Muldoon displayed a flair for debate and a diligence in his backbench work. Following the re-election of Holyoake's government at the 1963 general election, Muldoon was appointed as Under-Secretary to the Minister of Finance, Harry Lake. While holding this office, he took responsibility for the successful introduction of decimal currency into New Zealand. Initially there was some controversy over the design of the new coins and notes of the New Zealand dollar, but the issues were overcome in time for the new currency's introduction in July 1967.

Minister of Finance

The Holyoake government was again re-elected at the 1966 general election. However, Muldoon was passed over as a new Cabinet minister following the election, with fellow Young Turks Duncan MacIntyre and Peter Gordon appointed ahead of him. Holyoake appointed Muldoon as Minister of Tourism and Minister Assistant to the Minister of Finance three months later.

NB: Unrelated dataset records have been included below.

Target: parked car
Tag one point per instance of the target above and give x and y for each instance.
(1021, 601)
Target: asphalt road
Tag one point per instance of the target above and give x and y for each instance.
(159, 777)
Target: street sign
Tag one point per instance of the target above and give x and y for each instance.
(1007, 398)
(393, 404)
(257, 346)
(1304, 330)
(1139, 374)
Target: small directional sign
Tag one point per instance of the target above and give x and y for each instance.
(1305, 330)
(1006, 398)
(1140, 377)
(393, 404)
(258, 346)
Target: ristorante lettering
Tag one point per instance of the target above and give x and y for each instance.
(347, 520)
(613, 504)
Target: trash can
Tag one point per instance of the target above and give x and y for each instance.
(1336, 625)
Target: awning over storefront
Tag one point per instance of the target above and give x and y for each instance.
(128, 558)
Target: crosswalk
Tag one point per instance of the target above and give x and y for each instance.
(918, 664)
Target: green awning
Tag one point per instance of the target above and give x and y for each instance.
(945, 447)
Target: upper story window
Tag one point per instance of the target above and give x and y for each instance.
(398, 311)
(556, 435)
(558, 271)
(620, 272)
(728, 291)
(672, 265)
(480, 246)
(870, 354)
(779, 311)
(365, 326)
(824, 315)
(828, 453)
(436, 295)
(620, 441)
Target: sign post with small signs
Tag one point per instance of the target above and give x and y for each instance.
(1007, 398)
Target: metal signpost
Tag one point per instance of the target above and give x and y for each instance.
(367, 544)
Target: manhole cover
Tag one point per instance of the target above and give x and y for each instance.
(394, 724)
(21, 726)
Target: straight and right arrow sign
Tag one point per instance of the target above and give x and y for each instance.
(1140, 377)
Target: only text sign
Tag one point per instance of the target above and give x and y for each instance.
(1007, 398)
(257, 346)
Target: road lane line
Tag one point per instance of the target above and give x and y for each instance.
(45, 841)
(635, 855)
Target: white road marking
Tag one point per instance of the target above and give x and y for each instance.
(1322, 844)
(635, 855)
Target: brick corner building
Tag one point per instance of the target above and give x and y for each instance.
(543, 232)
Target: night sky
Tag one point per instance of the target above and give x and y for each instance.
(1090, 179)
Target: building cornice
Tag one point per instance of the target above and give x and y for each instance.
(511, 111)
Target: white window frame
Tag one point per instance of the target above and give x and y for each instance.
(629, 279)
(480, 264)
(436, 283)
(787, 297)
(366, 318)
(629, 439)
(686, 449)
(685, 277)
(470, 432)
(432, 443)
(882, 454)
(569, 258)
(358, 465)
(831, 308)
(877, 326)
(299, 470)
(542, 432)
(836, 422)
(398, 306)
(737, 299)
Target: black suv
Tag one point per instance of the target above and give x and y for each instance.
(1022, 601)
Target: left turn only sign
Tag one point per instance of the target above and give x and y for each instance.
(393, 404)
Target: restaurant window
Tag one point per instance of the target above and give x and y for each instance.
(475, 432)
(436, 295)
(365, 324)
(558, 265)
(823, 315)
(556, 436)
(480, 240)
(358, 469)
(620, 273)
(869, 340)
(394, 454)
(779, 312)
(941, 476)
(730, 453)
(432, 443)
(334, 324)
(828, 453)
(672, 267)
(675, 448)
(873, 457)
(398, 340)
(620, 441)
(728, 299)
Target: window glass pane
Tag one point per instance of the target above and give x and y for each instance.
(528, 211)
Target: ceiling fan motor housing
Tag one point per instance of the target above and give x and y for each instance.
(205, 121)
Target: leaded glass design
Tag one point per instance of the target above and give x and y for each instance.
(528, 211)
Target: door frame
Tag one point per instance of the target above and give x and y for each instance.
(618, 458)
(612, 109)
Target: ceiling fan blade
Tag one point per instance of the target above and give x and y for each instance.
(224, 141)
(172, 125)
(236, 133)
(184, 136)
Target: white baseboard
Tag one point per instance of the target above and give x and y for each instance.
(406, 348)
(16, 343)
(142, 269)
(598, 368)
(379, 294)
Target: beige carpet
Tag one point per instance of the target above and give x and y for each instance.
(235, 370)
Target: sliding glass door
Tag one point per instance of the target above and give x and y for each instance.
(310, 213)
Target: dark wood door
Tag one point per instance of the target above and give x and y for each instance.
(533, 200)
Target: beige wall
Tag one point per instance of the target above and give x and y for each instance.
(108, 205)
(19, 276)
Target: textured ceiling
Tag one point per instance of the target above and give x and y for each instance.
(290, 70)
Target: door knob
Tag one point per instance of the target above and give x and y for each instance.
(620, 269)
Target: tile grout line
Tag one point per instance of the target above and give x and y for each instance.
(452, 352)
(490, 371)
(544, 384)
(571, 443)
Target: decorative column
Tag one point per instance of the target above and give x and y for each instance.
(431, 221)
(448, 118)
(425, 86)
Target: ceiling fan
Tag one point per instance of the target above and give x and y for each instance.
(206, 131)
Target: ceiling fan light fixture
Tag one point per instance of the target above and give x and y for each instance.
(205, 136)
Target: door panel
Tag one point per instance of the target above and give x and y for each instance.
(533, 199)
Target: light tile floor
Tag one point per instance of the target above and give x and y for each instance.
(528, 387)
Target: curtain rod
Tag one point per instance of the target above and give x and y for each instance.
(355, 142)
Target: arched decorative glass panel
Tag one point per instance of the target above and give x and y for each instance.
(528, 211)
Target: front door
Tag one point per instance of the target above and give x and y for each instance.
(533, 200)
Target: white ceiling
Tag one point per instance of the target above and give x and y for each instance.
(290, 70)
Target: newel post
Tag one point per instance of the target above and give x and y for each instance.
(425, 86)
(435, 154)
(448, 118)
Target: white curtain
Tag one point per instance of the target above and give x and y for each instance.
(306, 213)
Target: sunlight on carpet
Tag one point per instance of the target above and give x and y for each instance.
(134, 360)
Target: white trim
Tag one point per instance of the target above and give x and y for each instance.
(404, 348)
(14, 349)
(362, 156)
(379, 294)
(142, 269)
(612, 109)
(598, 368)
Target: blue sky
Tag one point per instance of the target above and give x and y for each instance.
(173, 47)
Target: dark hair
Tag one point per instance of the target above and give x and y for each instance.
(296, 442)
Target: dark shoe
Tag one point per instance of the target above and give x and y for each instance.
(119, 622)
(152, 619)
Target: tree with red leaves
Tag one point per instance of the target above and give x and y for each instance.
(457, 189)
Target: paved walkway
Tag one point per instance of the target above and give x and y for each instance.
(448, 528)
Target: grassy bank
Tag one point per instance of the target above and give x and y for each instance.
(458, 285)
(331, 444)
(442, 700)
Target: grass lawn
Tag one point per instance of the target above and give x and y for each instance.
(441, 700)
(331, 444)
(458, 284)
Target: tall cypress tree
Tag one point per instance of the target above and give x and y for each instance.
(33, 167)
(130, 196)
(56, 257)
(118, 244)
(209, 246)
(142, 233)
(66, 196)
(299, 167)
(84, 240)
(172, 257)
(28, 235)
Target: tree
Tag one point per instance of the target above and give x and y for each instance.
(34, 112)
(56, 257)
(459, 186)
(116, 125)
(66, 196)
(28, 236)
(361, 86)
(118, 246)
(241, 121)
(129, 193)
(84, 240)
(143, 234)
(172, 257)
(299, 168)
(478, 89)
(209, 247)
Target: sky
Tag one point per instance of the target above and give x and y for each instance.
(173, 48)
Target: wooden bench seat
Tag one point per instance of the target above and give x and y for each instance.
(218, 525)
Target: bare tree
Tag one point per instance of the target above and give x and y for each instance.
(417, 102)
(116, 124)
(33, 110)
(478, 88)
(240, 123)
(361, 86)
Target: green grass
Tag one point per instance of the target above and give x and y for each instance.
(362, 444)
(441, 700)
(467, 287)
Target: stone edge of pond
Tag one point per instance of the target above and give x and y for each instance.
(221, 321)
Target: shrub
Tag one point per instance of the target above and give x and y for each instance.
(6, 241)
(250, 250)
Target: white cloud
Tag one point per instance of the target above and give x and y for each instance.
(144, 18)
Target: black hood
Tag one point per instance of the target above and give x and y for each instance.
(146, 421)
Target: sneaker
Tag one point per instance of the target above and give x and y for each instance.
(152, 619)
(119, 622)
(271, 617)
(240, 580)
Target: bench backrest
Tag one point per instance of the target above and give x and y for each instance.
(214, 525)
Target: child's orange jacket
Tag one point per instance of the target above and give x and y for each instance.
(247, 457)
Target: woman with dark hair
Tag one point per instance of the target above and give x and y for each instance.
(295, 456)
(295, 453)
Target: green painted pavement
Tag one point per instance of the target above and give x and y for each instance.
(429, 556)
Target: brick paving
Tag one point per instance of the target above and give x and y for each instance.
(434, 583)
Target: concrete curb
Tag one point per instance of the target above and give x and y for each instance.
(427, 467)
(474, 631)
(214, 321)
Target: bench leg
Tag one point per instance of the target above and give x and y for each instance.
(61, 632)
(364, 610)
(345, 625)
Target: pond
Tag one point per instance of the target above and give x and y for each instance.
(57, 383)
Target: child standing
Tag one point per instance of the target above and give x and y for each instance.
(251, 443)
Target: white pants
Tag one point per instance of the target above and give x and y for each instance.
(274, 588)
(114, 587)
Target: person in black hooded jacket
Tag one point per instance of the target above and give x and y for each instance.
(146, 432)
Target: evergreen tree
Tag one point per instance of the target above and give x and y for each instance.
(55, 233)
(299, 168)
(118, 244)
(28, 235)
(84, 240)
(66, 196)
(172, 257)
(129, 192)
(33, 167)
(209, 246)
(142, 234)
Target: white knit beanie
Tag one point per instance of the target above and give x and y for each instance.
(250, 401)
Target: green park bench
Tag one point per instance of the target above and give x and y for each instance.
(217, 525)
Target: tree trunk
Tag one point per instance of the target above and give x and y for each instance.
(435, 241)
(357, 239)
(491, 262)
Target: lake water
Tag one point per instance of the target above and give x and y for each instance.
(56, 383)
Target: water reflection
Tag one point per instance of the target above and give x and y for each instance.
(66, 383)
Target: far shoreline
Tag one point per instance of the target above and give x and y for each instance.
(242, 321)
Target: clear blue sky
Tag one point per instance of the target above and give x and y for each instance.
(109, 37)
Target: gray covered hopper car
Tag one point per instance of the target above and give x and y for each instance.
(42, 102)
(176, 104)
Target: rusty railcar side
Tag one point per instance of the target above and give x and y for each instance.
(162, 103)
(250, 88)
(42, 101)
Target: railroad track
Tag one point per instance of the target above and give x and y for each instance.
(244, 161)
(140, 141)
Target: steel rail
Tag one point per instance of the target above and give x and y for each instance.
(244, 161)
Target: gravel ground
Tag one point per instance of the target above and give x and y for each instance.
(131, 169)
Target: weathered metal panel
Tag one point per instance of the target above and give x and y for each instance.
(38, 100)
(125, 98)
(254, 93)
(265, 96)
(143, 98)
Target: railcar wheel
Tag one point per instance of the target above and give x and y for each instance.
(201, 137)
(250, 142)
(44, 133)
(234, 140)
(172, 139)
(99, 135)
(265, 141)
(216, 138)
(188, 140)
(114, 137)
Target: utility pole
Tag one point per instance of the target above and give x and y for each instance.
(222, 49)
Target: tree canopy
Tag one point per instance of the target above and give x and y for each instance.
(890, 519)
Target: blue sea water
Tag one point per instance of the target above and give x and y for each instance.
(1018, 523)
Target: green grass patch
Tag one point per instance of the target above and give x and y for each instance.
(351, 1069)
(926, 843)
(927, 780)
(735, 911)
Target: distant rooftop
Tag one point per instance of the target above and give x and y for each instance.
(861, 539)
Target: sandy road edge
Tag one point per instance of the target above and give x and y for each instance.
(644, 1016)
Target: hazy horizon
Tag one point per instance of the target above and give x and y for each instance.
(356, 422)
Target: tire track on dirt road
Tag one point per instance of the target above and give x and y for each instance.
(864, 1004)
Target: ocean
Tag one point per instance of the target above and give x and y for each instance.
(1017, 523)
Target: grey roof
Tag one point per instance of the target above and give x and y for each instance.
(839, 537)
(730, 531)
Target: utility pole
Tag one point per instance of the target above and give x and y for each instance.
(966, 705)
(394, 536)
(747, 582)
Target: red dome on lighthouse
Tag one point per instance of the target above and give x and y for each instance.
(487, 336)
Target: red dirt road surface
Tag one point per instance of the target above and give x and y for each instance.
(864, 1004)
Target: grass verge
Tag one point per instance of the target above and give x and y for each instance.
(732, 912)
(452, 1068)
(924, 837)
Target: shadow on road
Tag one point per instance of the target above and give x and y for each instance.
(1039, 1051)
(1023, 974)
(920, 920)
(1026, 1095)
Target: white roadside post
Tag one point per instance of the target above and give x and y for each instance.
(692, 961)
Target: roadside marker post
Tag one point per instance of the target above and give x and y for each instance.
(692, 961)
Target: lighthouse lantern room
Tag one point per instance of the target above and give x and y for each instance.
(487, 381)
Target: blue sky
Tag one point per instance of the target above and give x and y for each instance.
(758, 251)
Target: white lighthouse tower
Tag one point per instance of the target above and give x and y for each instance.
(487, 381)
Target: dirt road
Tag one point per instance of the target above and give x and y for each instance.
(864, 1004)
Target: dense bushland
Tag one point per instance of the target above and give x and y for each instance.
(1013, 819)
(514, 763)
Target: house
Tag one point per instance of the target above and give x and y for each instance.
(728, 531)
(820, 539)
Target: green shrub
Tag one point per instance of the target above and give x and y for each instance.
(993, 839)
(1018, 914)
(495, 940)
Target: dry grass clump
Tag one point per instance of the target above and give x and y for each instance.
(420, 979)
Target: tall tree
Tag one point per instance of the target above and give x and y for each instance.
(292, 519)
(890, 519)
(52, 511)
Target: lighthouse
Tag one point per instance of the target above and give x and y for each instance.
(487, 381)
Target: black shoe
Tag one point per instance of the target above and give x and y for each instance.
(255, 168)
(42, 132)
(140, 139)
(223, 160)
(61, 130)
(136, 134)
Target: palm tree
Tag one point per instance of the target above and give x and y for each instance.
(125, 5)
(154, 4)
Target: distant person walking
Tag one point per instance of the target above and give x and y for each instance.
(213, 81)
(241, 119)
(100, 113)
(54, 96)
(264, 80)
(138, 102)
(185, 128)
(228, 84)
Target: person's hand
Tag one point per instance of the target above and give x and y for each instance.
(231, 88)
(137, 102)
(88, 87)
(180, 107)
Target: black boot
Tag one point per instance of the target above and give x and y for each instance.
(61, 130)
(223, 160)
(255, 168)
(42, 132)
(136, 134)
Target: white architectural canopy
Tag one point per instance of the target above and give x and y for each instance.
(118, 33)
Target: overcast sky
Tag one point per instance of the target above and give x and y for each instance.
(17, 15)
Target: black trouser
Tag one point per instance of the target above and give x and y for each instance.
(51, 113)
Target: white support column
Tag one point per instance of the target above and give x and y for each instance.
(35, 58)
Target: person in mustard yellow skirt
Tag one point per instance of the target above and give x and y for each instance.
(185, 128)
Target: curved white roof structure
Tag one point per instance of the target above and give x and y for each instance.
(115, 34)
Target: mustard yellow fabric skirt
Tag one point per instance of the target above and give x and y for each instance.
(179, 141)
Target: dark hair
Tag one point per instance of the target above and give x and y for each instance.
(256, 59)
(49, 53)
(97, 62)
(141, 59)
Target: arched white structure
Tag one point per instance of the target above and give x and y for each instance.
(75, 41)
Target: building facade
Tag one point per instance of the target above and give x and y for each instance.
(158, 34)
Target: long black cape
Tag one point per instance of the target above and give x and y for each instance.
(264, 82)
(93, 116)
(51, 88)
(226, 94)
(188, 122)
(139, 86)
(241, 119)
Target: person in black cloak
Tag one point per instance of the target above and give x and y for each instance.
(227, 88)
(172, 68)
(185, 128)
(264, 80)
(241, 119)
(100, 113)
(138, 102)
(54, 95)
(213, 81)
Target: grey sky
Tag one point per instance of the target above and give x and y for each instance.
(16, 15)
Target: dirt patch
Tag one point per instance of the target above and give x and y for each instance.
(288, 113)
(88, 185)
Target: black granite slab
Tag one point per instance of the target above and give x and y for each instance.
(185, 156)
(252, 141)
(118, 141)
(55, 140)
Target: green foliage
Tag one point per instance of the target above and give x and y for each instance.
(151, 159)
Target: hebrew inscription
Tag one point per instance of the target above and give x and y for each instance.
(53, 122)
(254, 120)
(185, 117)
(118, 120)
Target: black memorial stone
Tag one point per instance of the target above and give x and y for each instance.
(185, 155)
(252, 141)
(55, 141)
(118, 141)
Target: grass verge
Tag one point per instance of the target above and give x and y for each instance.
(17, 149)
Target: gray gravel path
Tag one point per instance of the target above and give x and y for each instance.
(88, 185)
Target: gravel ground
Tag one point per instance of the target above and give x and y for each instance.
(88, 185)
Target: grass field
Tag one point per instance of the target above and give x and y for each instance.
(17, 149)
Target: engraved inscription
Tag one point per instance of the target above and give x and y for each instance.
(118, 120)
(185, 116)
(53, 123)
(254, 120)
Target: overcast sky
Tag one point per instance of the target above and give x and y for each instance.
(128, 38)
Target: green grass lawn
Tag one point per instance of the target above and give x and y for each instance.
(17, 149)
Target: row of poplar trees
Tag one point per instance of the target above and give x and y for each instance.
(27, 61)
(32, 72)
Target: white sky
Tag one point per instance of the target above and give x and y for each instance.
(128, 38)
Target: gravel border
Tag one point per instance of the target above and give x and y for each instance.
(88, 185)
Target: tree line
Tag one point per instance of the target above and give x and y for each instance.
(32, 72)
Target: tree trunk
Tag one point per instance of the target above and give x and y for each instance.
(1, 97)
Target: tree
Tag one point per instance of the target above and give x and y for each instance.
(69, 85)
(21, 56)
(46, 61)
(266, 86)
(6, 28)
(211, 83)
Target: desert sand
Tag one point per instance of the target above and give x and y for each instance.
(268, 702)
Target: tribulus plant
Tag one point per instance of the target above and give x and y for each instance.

When Harry Lake died suddenly of a heart attack in February 1967, Prime Minister Keith Holyoake appointed Muldoon over Tom Shand and Jack Marshall who had declined the post. Muldoon was to remain Minister of Finance for 14 of the next 17 years; at 45, he became the youngest Minister of Finance since the 1890s. At the time there was a serious economic crisis due to a down-turn in the price of wool.
In response to this crisis, Muldoon introduced mini-budgets instead of annual budgets, the first being presented on 4 May 1967. He cut and held public expenditure and increased indirect taxes to reduce demand. As a result, Muldoon was credited with the better economic performance New Zealand enjoyed, raising his profile among the public.
Muldoon established a considerable national profile rapidly; Holyoake would later credit his image, rather than that of his deputy, Jack Marshall, for the National Party's surprise victory in the 1969 election. He displayed a flair for the newly introduced medium of television.